I guess of all the questions I get asked, this is the most common. My standard answer is I just love to write. I always have. And I'm a voracious reader. While I have an eclectic taste in genres I read (I'll read anything that sparks my interest), I'm a romantic at heart and write the kind of stories I like to read. I prefer a particular pace, with a blend of action, dialogue, suspense and romance.
Essentially, writers have to write. We are compelled to. Every time an idea is jotted down, our brain rejuvenates and puts another in its place so the process continues. I cannot imagine how my life would be without my writing. The ability to pick and choose the right words from the millions floating around in our brains and mold them into a cohesive story is truly a gift to be cherished.
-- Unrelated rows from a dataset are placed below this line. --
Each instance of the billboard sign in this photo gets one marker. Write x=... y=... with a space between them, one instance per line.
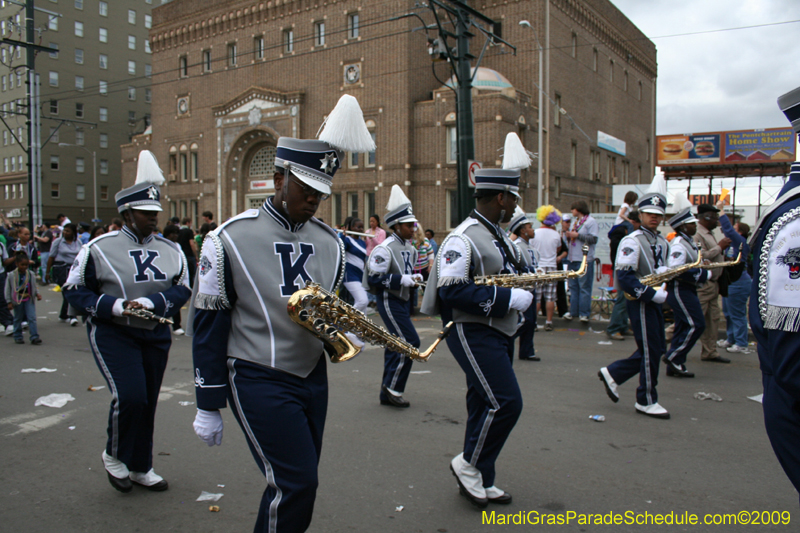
x=726 y=147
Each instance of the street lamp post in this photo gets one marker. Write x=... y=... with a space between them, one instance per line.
x=94 y=174
x=539 y=163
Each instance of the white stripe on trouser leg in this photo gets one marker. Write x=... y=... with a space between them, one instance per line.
x=270 y=475
x=688 y=319
x=399 y=334
x=114 y=393
x=495 y=405
x=645 y=356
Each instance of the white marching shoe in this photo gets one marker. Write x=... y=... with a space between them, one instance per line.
x=470 y=481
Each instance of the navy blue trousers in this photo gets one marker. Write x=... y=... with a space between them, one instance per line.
x=647 y=322
x=397 y=318
x=132 y=361
x=782 y=420
x=525 y=334
x=689 y=321
x=283 y=418
x=494 y=401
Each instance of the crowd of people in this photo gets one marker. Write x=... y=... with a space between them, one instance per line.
x=250 y=355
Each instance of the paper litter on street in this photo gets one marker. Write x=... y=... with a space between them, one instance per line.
x=209 y=497
x=54 y=400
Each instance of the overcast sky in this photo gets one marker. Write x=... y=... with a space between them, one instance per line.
x=720 y=81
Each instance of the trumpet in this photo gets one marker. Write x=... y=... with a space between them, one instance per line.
x=723 y=264
x=328 y=317
x=147 y=315
x=529 y=281
x=654 y=280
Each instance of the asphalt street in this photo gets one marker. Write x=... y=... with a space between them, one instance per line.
x=387 y=470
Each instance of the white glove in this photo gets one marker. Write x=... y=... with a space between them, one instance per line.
x=357 y=342
x=520 y=299
x=146 y=303
x=208 y=426
x=660 y=296
x=407 y=280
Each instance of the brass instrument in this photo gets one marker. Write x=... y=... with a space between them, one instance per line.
x=147 y=315
x=529 y=281
x=654 y=280
x=329 y=318
x=723 y=264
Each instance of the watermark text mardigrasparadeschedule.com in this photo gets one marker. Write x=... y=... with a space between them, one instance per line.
x=632 y=518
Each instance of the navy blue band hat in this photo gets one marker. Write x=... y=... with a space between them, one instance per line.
x=398 y=208
x=683 y=209
x=145 y=194
x=790 y=105
x=312 y=162
x=517 y=221
x=495 y=179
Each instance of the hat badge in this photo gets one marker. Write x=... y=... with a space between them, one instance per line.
x=328 y=163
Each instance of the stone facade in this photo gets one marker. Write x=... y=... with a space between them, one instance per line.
x=232 y=76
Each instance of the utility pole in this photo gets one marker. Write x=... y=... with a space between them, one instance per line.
x=465 y=19
x=30 y=81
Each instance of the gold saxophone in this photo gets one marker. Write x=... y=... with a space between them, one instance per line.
x=328 y=317
x=147 y=315
x=723 y=264
x=654 y=280
x=529 y=281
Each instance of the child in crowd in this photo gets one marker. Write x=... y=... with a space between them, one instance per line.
x=20 y=291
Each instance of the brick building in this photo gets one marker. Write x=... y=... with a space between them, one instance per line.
x=94 y=94
x=230 y=77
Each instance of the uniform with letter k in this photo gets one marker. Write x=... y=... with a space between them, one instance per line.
x=112 y=275
x=248 y=353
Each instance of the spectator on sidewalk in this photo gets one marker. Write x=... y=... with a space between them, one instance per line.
x=20 y=291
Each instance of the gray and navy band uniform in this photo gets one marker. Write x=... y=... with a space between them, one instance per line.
x=128 y=269
x=470 y=251
x=390 y=260
x=268 y=259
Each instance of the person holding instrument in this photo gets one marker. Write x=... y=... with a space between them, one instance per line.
x=112 y=276
x=248 y=353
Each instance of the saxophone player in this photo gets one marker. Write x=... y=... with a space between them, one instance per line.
x=247 y=351
x=641 y=253
x=486 y=318
x=112 y=276
x=682 y=291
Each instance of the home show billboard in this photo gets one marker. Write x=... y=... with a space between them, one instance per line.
x=726 y=147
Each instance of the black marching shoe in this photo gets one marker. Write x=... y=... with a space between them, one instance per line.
x=676 y=371
x=387 y=398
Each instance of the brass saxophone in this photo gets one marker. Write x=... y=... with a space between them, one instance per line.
x=328 y=317
x=147 y=315
x=529 y=281
x=723 y=264
x=654 y=280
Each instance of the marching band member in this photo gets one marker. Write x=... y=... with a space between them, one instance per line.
x=521 y=227
x=486 y=318
x=248 y=353
x=775 y=310
x=641 y=253
x=390 y=275
x=113 y=274
x=682 y=291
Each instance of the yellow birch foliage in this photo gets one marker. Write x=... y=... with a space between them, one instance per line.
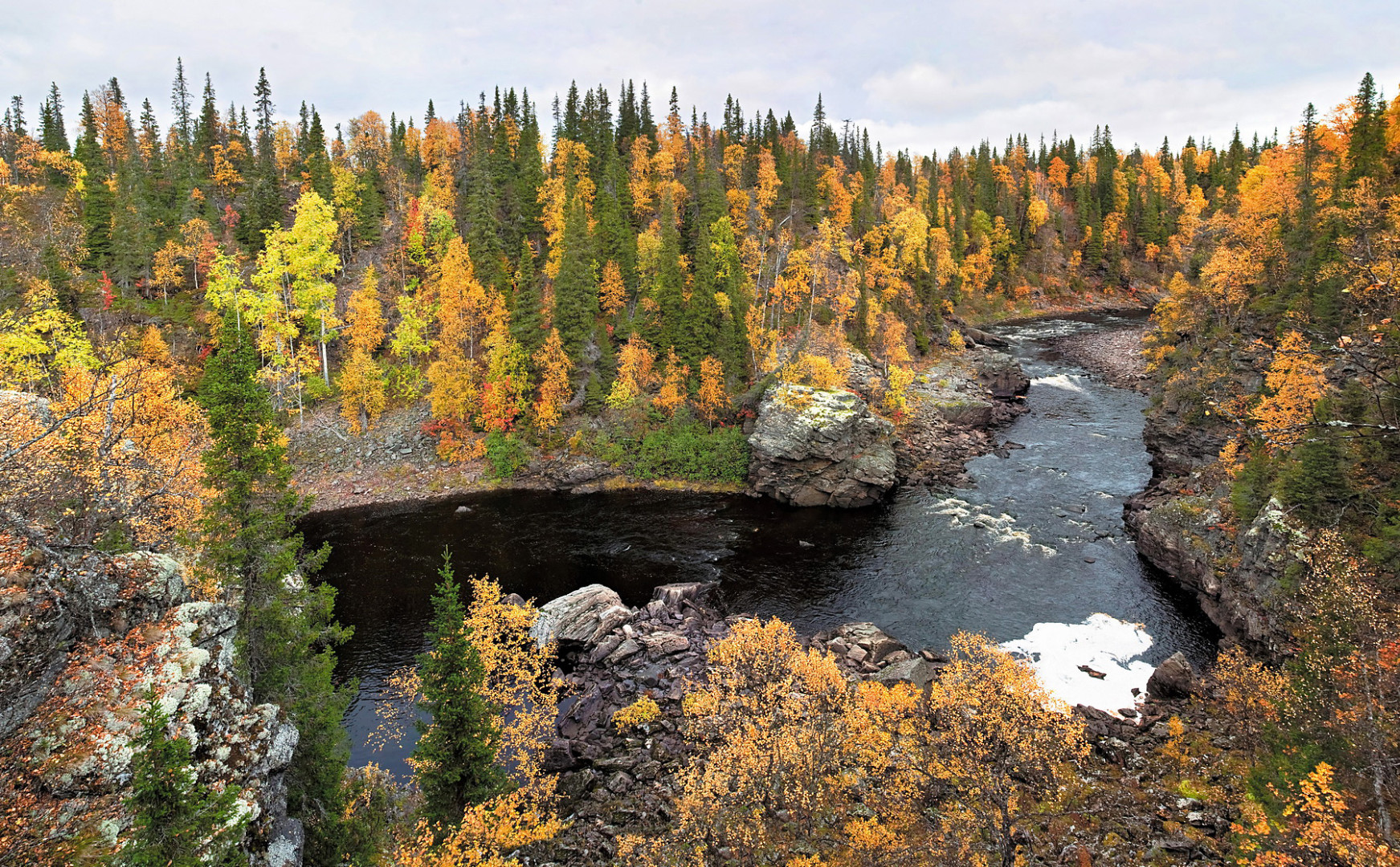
x=361 y=381
x=635 y=372
x=553 y=365
x=896 y=393
x=998 y=739
x=790 y=748
x=672 y=393
x=520 y=677
x=118 y=450
x=712 y=399
x=1313 y=829
x=1296 y=382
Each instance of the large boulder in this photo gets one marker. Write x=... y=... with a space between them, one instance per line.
x=1181 y=537
x=1173 y=678
x=582 y=618
x=815 y=448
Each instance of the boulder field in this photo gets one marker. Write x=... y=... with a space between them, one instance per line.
x=827 y=448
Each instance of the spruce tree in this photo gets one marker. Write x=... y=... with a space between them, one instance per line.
x=576 y=288
x=97 y=197
x=455 y=755
x=288 y=631
x=175 y=821
x=527 y=314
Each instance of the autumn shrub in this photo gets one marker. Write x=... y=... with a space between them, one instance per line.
x=642 y=712
x=794 y=761
x=506 y=454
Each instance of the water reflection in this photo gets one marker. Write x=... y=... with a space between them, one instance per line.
x=1038 y=540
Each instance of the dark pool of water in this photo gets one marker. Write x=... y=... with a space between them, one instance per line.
x=998 y=558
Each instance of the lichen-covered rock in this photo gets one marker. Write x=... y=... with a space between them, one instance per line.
x=814 y=448
x=1173 y=678
x=578 y=620
x=88 y=638
x=1179 y=537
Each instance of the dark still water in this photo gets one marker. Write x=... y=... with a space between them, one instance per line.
x=1038 y=540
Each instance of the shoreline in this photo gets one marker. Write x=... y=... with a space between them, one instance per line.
x=1113 y=356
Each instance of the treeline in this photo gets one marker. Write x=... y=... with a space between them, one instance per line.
x=516 y=280
x=1277 y=352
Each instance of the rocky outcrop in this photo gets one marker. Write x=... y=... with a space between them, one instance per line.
x=1002 y=377
x=623 y=782
x=1173 y=678
x=578 y=620
x=1236 y=580
x=814 y=448
x=84 y=641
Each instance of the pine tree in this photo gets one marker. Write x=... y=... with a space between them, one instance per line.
x=175 y=821
x=1367 y=144
x=97 y=197
x=288 y=633
x=455 y=757
x=576 y=288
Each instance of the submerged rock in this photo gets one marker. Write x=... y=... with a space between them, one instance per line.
x=1173 y=678
x=814 y=448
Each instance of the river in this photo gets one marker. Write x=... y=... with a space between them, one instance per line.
x=1034 y=554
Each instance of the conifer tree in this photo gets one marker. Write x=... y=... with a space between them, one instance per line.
x=288 y=633
x=576 y=288
x=175 y=821
x=455 y=757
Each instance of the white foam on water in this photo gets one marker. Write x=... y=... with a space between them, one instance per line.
x=1100 y=642
x=1066 y=382
x=1000 y=527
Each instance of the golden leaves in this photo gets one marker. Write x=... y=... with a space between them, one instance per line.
x=1296 y=382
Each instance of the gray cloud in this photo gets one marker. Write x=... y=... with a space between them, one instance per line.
x=921 y=75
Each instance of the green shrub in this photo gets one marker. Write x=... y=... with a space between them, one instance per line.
x=506 y=454
x=686 y=450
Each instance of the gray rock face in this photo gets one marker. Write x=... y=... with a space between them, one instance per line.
x=916 y=670
x=1242 y=600
x=1173 y=678
x=582 y=618
x=815 y=448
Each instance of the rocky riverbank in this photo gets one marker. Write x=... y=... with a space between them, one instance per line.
x=1115 y=356
x=625 y=780
x=84 y=639
x=953 y=409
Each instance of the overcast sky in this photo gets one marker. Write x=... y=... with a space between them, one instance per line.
x=921 y=75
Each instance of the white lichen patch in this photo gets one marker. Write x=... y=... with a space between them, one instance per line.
x=1000 y=529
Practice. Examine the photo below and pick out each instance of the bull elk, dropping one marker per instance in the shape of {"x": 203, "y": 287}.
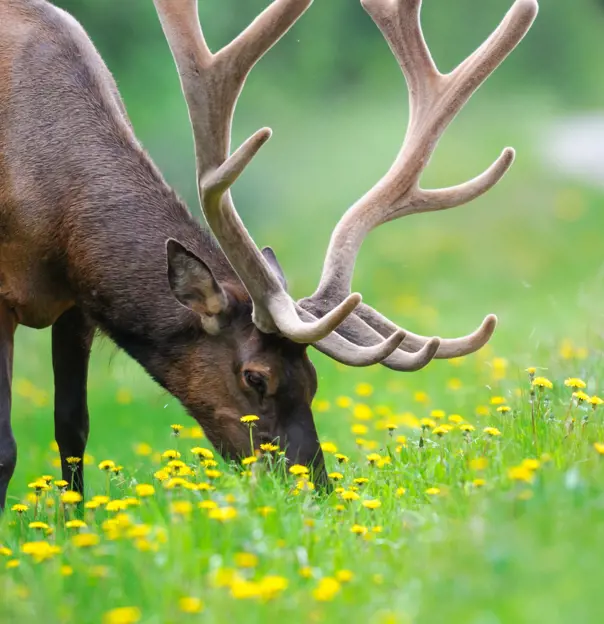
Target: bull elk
{"x": 91, "y": 236}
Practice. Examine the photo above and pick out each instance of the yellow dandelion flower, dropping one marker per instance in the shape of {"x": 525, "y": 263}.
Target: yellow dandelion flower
{"x": 123, "y": 615}
{"x": 250, "y": 419}
{"x": 170, "y": 454}
{"x": 421, "y": 397}
{"x": 521, "y": 473}
{"x": 599, "y": 446}
{"x": 327, "y": 589}
{"x": 372, "y": 504}
{"x": 202, "y": 453}
{"x": 190, "y": 605}
{"x": 479, "y": 463}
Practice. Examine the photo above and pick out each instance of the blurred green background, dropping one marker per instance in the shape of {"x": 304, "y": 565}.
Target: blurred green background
{"x": 530, "y": 251}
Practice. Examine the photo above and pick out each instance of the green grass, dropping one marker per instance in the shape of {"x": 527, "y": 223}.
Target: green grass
{"x": 504, "y": 552}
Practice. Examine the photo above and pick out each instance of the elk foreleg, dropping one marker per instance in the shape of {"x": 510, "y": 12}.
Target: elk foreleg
{"x": 72, "y": 336}
{"x": 8, "y": 447}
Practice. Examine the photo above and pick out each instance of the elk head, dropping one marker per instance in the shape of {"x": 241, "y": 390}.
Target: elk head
{"x": 270, "y": 374}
And I do.
My brain is constantly active, playing out scenes, coming up with new twists to my current WIP or just playing my favorite game...what if. What if this happened instead of that. What if she went here instead of there. What if it ended this way instead of that. Aside from being a fun diversion, it exercises the mind, gets the creative juices flowing and helps me move forward when I get I stumped. And all writers get stumped on occasion, so we have to find ways to get un-stumped. What if is how I do it.
Literally anything can spark an idea for a story. I was in the doctor's office recently and a lady walked in with this bright red scarf around her neck. Immediately, the what-if game started. What if red triggered an episode for someone? What if red reminded that guy in the corner of someone he loved and lost? What if she reminded that other guy of someone he didn't like? And on and on.
My husband is accustomed to my breakaways from reality. He calls it conversations with my imaginary friends, which basically is what it boils down to. I can't help it. Really, I can't. I have a very active and creative mind. I like to make things. I love to cook and come up with different recipes. When I'm eating out and find something I really like, if they don't offer the recipe, I'll do my best to figure it out. I do crafts, even tried my hand at painting once. Not one of my more successful endeavors but it was fun.
And I love to color. It's very relaxing. I have several coloring books around and a gazillion different crayons, pens and pencils. Before I retired, I traveled extensively for work. Consequently, I had lots of down time at airports. I was stuck in Chicago once for six hours before they finally canceled our flight. After a hour or so, I dug out my crayons and coloring book and went to work. This was before the really cool grown up coloring books of today, so my options were limited to animals and cartoon characters. Anyway, I'm coloring away and this man plops down beside me, mumbling under his breath about yet another delay. I offered him a page and he snarled at me. I told him it was delightfully therapeutic, and he should try it. He snarled again. About that time, they told us our flight was delayed yet again. He heaved a heavy sigh and said, "I'll take that page now."
So, the short answer is, I love to write. It's fun. It makes the reader feel something. It provides a creative outlet for all this stuff in my head, and gives my imaginary friends their own voice.